Turkish girl dies from suspected bird flu
By Mert Ozkan

The Star, 16 Jan 2006

DOGUBAYAZIT, Turkey (Reuters) - A Turkish girl died on Sunday from suspected bird flu, while her brother was critically ill in hospital after testing positive for the virus. 

Although the Health Ministry said initial tests on 12-year-old Fatma Ozcan proved negative, doctors still suspect she contracted the deadly disease. 

If both siblings are confirmed to have bird flu, it would bring the number of human cases in Turkey to 20. 

The ministry said tests on her brother Muhammet, 5, showed he has the H5N1 strain of avian influenza, which has already killed three other children in Dogubayazit, the same town in eastern Van province that the Ozcan family come from. 

The Turkish victims are the first human cases reported outside east Asia since H5N1 reemerged in 2003. The virus mostly affects birds but has infected about 150 people and killed at least 79. 

The H5N1 virus has been found in wild birds and poultry across large parts of Turkey, particularly in poor villages stretching from Istanbul at the gates of Europe to Van near the Iranian and Iraqi borders. 

Fatma was buried late on Sunday in a simple funeral attended by family members in the largely-Kurdish town, which has been hardest hit by the bird flu outbreak. Her father fainted at the site of her coffin, a Reuters cameraman said. 

Several tests are required to establish whether a patient has H5N1. One of the children who died last week initially tested negative. 

"The girl who was under treatment in Van, Fatma Ozcan, died today of lung failure. She couldn't be saved," the Health Ministry said in a statement. "The  first  laboratory tests ...  came  out

negative for bird flu but tests continue." 

It added: "Her brother who was in the same hospital ... came out positive today." 

Separately, Van university hospital doctor Huseyin Avni Sahin told reporters: "Fatma Ozcan died today from suspected avian influenza, she came from Dogubayazit five days ago." 

Sahin said Fatma was initially taken to a hospital in Dogubayazit after developing a fever and a cough after preparing a chicken with her family. She was later taken to Van. 

The World Health Organization (WHO) says it believes human victims have contracted the disease from close contact with infected poultry, in most cases children playing with birds or helping families kill them for food or sale. 

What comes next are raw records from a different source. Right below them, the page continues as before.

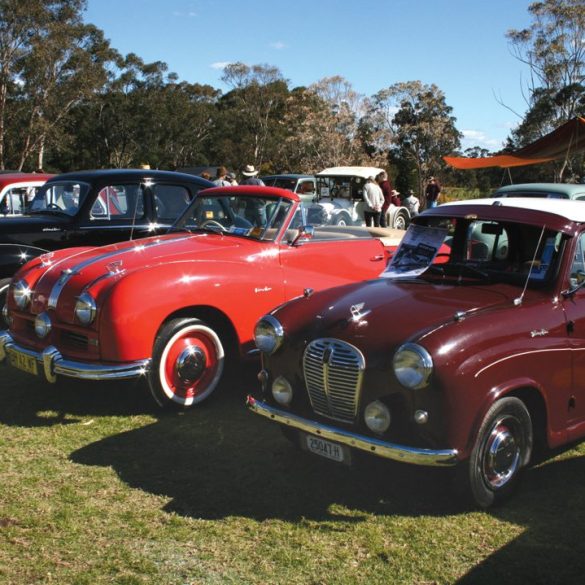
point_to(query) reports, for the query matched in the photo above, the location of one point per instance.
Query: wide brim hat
(249, 171)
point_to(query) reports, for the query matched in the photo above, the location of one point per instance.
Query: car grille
(333, 374)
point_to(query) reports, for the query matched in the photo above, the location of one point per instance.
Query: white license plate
(23, 362)
(325, 448)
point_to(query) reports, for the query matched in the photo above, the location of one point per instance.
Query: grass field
(97, 486)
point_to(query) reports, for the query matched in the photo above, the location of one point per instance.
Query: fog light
(282, 391)
(377, 417)
(42, 325)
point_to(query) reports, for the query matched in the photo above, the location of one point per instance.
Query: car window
(60, 197)
(170, 201)
(118, 202)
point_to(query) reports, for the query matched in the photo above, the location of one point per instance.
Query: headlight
(42, 325)
(377, 417)
(413, 365)
(21, 294)
(85, 309)
(268, 334)
(282, 391)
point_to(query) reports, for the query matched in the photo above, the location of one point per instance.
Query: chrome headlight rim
(85, 309)
(21, 294)
(413, 366)
(43, 325)
(269, 340)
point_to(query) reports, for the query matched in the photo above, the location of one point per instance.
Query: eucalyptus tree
(414, 123)
(50, 61)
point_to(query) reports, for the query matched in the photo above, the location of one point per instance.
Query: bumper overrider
(428, 457)
(51, 363)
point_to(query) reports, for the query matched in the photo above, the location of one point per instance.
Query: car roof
(563, 209)
(571, 190)
(363, 172)
(13, 178)
(130, 174)
(251, 190)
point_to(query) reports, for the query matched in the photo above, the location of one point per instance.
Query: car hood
(389, 312)
(59, 278)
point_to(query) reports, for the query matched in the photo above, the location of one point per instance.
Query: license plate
(325, 448)
(23, 362)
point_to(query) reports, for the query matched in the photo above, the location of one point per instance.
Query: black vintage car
(93, 208)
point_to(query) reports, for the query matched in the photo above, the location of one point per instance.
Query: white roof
(363, 172)
(570, 209)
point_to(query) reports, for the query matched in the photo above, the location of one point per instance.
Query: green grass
(97, 486)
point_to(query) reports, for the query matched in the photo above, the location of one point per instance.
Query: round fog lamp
(42, 325)
(377, 417)
(282, 391)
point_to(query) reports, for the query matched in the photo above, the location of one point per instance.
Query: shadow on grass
(25, 400)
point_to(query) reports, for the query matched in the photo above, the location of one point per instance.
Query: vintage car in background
(473, 356)
(17, 190)
(546, 190)
(179, 309)
(340, 193)
(93, 208)
(302, 185)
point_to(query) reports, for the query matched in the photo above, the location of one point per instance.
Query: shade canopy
(566, 140)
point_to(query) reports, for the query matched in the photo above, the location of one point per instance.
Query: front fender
(133, 309)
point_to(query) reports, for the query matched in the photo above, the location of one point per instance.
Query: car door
(574, 306)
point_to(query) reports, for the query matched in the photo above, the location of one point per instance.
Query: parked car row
(456, 343)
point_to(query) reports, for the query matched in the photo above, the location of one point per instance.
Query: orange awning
(566, 140)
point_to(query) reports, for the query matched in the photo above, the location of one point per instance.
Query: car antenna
(518, 300)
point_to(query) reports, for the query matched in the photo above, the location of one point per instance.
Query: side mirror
(305, 232)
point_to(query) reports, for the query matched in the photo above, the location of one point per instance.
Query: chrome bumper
(51, 363)
(429, 457)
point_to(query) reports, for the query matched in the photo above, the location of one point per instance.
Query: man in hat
(250, 177)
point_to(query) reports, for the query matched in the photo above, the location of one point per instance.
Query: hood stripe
(66, 275)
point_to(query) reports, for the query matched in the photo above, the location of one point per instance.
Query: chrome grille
(333, 374)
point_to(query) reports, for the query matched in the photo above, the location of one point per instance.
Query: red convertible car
(178, 309)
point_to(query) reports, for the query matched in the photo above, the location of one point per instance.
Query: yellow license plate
(23, 362)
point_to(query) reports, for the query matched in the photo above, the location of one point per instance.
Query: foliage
(554, 51)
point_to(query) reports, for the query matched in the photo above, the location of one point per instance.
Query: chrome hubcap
(502, 456)
(191, 364)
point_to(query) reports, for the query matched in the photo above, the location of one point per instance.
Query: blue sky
(459, 45)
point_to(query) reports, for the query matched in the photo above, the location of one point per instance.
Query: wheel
(503, 447)
(187, 363)
(4, 284)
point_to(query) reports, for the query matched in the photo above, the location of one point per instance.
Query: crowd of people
(378, 193)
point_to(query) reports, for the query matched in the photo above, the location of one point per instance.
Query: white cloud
(481, 139)
(220, 64)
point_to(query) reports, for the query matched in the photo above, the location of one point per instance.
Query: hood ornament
(357, 312)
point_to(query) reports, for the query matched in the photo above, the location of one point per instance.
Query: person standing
(250, 177)
(432, 192)
(387, 192)
(412, 203)
(373, 202)
(222, 180)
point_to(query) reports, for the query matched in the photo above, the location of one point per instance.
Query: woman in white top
(373, 201)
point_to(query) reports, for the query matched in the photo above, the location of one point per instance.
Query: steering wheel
(212, 224)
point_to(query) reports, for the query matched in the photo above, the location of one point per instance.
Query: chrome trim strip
(70, 272)
(52, 364)
(403, 453)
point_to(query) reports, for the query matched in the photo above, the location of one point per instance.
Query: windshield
(62, 197)
(250, 216)
(498, 251)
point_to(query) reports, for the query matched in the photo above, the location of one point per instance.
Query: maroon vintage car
(470, 350)
(179, 309)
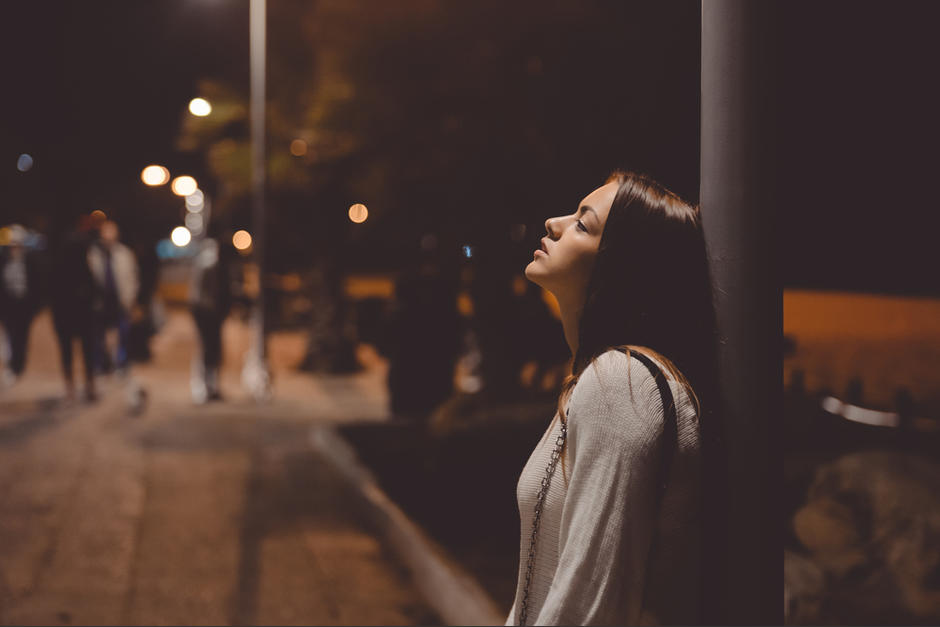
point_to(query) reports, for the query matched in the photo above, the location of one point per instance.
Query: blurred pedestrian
(114, 269)
(616, 535)
(210, 299)
(71, 296)
(19, 300)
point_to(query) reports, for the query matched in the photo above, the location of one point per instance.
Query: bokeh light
(195, 201)
(181, 236)
(358, 213)
(193, 222)
(24, 162)
(298, 147)
(155, 175)
(241, 240)
(184, 185)
(200, 107)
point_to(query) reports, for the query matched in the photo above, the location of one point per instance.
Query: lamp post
(737, 198)
(255, 374)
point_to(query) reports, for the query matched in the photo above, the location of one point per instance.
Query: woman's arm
(610, 507)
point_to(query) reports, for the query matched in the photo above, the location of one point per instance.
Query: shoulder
(616, 394)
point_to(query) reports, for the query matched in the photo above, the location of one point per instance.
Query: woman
(615, 536)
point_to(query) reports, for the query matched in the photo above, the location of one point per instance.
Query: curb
(454, 594)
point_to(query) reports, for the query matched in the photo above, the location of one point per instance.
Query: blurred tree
(457, 119)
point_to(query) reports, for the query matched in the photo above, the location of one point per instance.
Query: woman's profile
(611, 499)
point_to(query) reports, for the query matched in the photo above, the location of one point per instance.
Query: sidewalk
(217, 514)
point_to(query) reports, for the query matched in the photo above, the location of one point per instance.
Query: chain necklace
(539, 501)
(670, 437)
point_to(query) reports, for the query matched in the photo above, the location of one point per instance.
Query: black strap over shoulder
(670, 424)
(670, 442)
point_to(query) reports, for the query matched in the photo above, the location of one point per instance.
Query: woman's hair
(650, 291)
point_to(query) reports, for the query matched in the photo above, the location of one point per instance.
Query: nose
(550, 227)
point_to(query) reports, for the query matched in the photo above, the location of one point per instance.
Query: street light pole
(739, 218)
(255, 375)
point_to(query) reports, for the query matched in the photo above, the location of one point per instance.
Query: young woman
(610, 500)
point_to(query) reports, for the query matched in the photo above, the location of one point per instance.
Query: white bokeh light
(200, 107)
(181, 236)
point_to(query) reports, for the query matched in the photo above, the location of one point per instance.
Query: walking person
(613, 528)
(71, 296)
(19, 300)
(210, 299)
(114, 269)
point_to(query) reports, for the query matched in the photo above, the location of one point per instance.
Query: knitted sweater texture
(606, 554)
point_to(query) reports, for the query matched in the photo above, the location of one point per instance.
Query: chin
(533, 274)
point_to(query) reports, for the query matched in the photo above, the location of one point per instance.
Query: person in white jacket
(612, 500)
(113, 267)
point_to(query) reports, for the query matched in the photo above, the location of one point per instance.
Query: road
(186, 514)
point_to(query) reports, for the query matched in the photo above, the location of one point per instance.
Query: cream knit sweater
(599, 520)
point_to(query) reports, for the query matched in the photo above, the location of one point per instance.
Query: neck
(570, 320)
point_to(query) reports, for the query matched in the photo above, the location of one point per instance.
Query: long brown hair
(650, 291)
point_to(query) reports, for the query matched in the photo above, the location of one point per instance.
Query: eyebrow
(585, 208)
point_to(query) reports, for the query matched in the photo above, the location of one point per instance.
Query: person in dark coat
(19, 299)
(72, 293)
(210, 299)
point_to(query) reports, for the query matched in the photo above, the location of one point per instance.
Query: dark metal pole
(739, 216)
(255, 376)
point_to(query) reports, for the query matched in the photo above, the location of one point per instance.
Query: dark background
(96, 90)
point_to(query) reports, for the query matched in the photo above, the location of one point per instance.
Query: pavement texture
(189, 514)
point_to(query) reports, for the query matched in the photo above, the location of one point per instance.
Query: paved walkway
(216, 514)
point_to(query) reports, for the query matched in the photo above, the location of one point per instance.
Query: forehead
(601, 199)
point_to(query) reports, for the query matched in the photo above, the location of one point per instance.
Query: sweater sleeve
(608, 514)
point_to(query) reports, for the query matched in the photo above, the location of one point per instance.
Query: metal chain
(539, 500)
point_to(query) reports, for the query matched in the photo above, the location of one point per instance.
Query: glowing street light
(358, 213)
(184, 185)
(155, 175)
(180, 236)
(195, 201)
(241, 240)
(25, 162)
(200, 107)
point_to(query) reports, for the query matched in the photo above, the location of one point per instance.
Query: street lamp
(358, 213)
(200, 107)
(181, 236)
(154, 175)
(184, 185)
(255, 374)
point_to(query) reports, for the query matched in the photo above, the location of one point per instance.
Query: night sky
(95, 90)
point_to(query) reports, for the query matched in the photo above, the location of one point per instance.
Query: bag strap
(670, 435)
(670, 425)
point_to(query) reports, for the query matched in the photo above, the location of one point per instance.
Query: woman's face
(564, 263)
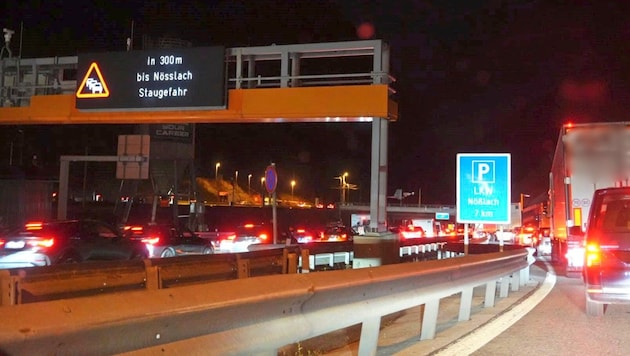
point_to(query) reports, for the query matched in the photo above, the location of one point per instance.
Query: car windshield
(614, 214)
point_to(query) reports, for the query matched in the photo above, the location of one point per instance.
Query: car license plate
(14, 244)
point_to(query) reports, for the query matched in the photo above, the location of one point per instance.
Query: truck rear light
(42, 243)
(151, 240)
(593, 255)
(31, 226)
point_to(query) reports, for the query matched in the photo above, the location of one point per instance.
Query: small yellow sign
(93, 85)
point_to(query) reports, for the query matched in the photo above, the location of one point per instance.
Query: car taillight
(33, 226)
(593, 255)
(42, 243)
(151, 240)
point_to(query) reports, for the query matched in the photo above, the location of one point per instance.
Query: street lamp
(522, 205)
(344, 185)
(234, 187)
(262, 190)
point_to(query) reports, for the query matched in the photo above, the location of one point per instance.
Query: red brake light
(151, 240)
(33, 226)
(42, 243)
(593, 255)
(136, 230)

Scientists fear H5N1 could mutate into a form that can spread easily between humans, leading to a pandemic. European authorities have stepped up precautions. 

Syria destroyed birds at a market near its northeastern border with Turkey to try to head off any spread of bird flu. 

"The city is taking precautions against the spread of bird flu," Kibrael Kourou, an official in the border city of Kamishli, told Syrian state news agency SANA. 

FIRST CASES OUTSIDE ASIA  Most of the dozen or so bird flu patients in Turkey are not in critical condition but are still receiving treatment, with three people released from hospital last week, the WHO said. 

Two children, 11 and 13, with bird flu-like symptoms were hospitalized in Istanbul after coming into contact with chickens in Gebze town, state news agency Anatolian said on Sunday. 

The children were being treated in hospital, but it was not immediately clear whether they had been tested for bird flu. 

So far, bird flu has been confirmed only in poultry in Istanbul, a city of 12 million people on the edge of Europe. 

Bird flu has swept across a third of the country since the start of the year. The authorities have culled 600,000 wild birds and poultry to try to contain the crisis. 

Health officials are going from house to house, particularly in the east of Turkey, searching for birds to cull. Areas where the virus has been detected have been sealed off and people and vehicles leaving have been disinfected. 

WHO doctors said there was no sign of human-to-human transmission in the Turkish outbreak but tests were ongoing. 

However, experts from another U.N. body, the Food and Agriculture Organization (FAO), have said the virus risked becoming a constant problem in Turkey as it is in poultry in parts of Asia. 

Turkey's government has set up a committee to come up with measures to help the $3 billion crisis-hit poultry industry.